O Projeto de Lei Suplementar 186/2014, de autoria do Senador Ciro Nogueira (PP/PI) traz uma série de definições e regulamentações para a exploração dos jogos de azar no país. Em entrevista à TV Senado, ainda em 2019, Ciro citou os principais motivos para defender a regularização dos casinos no país.
“O Brasil é um dos países que mais se aposta no mundo, tudo de forma ilegal. A sociedade, que poderia estar recebendo os frutos do lado bom do jogo, que é justamente emprego, renda e impostos, não recebe. Quem se beneficia do jogo no Brasil são pessoas que atuam na marginalidade”, explicou Ciro.
Por que não regulamentar?
A principal questão apontada contra a regulamentação dos jogos de azar se refere ao risco do vício na jogatina. Nesse sentido, o deputado Roberto de Lucena (PV-SP) lançou a Frente Parlamentar Mista por um Brasil sem Jogos de Azar. Na argumentação do político, o país ainda não teria estrutura para tal mercado.
“Estamos mobilizando e organizando o conjunto de parlamentares que pensam diferente ao projeto de legalização dos jogos de azar. Nós temos um custo que é social e esse custo social será pago por toda a sociedade! Vamos lutar contra esse projeto”, cita Lucena, em 2017.
O advogado Roberto Lasserre, em plenário público no ano de 2019, também argumentou sobre a questão do vício, principalmente em idosos.
“ A ludopatia é o vício em jogos de azar. Sabe quem mais atinge? As pessoas de terceira idade. As pessoas que estão ganhando hoje uma miséria na aposentadoria, e se fala tanto hoje de Reforma na Previdência. Essas pessoas que vão ganhar cada vez menos na sua aposentadoria, essas pessoas vão ter o seu dinheiro ainda mais retirado pelos jogos de azar”, citou Lassarre.

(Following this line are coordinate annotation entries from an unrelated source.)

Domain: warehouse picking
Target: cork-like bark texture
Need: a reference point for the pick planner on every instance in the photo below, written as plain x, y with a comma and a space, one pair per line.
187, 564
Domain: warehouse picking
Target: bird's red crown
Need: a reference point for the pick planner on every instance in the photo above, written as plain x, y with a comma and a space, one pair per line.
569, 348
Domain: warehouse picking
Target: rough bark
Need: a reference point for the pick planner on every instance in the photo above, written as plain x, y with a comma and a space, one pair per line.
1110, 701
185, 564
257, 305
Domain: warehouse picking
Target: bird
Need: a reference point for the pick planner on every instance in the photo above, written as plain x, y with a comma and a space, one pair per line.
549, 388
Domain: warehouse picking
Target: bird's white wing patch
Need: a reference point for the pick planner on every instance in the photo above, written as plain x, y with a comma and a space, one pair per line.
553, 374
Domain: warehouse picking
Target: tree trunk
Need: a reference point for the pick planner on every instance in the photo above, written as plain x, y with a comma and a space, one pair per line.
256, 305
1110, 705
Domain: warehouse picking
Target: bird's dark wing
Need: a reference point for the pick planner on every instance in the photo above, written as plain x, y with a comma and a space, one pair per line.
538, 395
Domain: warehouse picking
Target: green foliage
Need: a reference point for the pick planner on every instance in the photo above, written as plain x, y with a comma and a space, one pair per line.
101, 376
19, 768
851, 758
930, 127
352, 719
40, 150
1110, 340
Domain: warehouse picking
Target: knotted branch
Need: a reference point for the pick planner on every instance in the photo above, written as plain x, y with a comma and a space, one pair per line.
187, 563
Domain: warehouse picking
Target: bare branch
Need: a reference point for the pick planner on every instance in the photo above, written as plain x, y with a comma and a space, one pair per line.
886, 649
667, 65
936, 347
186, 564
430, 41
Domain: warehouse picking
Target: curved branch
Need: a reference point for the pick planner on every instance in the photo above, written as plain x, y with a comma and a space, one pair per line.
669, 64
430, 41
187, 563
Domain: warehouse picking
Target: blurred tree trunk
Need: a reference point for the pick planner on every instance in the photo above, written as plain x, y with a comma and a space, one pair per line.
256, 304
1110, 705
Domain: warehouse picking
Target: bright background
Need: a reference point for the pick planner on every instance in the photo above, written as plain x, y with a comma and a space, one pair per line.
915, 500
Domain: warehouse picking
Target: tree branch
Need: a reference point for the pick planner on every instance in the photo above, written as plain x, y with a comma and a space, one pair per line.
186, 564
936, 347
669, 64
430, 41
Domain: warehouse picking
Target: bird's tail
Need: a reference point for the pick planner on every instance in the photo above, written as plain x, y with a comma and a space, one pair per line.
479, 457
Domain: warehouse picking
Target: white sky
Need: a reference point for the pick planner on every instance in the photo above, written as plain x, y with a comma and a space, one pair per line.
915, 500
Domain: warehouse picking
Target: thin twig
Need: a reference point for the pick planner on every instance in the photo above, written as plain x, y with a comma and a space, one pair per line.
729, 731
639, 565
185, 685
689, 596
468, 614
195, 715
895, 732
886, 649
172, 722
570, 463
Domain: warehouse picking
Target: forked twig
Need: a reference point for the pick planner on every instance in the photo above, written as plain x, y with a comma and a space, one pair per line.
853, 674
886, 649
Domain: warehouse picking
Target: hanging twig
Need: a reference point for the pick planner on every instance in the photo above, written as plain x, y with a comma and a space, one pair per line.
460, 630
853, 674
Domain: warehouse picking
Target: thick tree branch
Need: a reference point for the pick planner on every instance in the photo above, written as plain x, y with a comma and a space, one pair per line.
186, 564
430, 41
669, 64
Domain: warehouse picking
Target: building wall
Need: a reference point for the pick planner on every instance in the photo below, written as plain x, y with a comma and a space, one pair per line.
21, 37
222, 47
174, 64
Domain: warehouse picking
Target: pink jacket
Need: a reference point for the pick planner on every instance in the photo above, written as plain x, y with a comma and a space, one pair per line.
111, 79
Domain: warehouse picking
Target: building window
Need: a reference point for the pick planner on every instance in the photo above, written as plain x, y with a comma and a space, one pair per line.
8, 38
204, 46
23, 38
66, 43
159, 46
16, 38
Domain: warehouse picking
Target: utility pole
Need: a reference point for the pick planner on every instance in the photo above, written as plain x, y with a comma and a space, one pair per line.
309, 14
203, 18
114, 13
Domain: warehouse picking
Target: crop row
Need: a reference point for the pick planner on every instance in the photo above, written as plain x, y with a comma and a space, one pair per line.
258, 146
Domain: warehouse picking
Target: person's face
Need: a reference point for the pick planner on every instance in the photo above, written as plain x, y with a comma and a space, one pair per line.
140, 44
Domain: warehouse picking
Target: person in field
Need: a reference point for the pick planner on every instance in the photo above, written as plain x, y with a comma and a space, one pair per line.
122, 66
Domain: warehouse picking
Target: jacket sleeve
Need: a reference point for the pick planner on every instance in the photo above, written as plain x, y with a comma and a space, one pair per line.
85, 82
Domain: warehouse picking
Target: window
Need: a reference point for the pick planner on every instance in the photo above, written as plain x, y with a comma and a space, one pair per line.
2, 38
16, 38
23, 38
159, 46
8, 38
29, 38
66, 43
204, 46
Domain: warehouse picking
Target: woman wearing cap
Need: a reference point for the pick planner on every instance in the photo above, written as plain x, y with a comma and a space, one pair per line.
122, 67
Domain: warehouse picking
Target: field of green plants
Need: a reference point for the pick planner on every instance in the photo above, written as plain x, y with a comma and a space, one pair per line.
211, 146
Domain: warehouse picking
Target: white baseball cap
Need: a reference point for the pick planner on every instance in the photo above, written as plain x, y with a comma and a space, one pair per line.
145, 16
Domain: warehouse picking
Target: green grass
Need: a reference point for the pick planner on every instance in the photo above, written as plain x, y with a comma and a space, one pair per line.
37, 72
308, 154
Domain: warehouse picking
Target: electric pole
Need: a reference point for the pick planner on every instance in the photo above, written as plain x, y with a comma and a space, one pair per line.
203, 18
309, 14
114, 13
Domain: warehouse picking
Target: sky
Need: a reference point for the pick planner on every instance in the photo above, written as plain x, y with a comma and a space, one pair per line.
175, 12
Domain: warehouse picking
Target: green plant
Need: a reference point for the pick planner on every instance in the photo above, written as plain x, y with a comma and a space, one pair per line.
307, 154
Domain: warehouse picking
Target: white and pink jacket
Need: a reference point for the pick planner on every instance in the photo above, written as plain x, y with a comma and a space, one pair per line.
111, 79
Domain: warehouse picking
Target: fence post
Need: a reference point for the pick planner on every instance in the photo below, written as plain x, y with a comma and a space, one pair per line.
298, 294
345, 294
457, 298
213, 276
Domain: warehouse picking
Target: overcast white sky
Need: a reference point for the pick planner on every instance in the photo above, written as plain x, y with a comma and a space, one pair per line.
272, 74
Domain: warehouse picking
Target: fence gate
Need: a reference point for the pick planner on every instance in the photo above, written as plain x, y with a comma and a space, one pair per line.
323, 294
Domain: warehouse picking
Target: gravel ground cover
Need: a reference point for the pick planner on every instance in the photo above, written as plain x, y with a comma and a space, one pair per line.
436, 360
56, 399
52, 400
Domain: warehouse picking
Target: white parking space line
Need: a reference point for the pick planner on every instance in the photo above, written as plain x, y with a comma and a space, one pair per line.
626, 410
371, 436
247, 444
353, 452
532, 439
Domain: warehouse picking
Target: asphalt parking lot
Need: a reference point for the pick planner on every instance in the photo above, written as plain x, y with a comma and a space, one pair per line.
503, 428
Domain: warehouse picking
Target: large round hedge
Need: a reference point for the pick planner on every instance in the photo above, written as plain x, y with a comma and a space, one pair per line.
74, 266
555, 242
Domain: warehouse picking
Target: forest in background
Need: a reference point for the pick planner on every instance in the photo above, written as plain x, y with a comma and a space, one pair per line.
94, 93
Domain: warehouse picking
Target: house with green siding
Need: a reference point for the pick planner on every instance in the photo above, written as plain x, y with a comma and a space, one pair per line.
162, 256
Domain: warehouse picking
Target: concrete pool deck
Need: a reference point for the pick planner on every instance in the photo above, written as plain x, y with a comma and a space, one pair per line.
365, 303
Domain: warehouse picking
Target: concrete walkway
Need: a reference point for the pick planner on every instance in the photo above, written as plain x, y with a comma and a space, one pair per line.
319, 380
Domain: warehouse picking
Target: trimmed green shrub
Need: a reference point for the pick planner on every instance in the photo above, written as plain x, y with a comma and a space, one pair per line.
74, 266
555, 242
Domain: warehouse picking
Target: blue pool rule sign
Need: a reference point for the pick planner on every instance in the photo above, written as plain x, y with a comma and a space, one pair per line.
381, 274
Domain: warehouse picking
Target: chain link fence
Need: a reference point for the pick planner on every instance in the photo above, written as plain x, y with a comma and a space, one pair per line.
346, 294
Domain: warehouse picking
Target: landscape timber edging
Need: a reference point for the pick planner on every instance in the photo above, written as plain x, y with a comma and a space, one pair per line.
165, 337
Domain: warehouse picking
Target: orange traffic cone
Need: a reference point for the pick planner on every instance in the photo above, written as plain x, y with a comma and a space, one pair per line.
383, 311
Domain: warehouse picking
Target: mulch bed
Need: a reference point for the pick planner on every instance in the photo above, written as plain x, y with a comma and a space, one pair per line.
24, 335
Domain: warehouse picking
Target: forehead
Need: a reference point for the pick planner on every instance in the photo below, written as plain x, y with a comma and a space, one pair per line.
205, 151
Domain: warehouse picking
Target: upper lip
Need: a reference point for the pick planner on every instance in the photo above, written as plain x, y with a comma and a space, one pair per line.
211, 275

Expectativas para o futuro
O caminho para a regulamentação das apostas esportivas parece mais favorável às aprovações. Ainda no final de agosto de 2020, o presidente Jair Messias Bolsonaro assinou um decreto que permitiu às empresas privadas explorarem o mercado de loterias de quota fixa, denoniminação nacional para as apostas em modalidades esportivas.
Já o caminho para os casinos parece mais tortuoso. A PLS de Ciro Nogueira ainda tramita no Senado, junto de outras iniciativas para a área. Porém, as discussões sobre os jogos de azar podem ir longe. Alguns exemplos na América Latina podem ajudar o Brasil nas definições da regulamentação, como a Colômbia, que legalizou os jogos em 2016, e apenas no primeiro semestre de 2019, aponta ter arrecadado mais de USD 8 bilhões.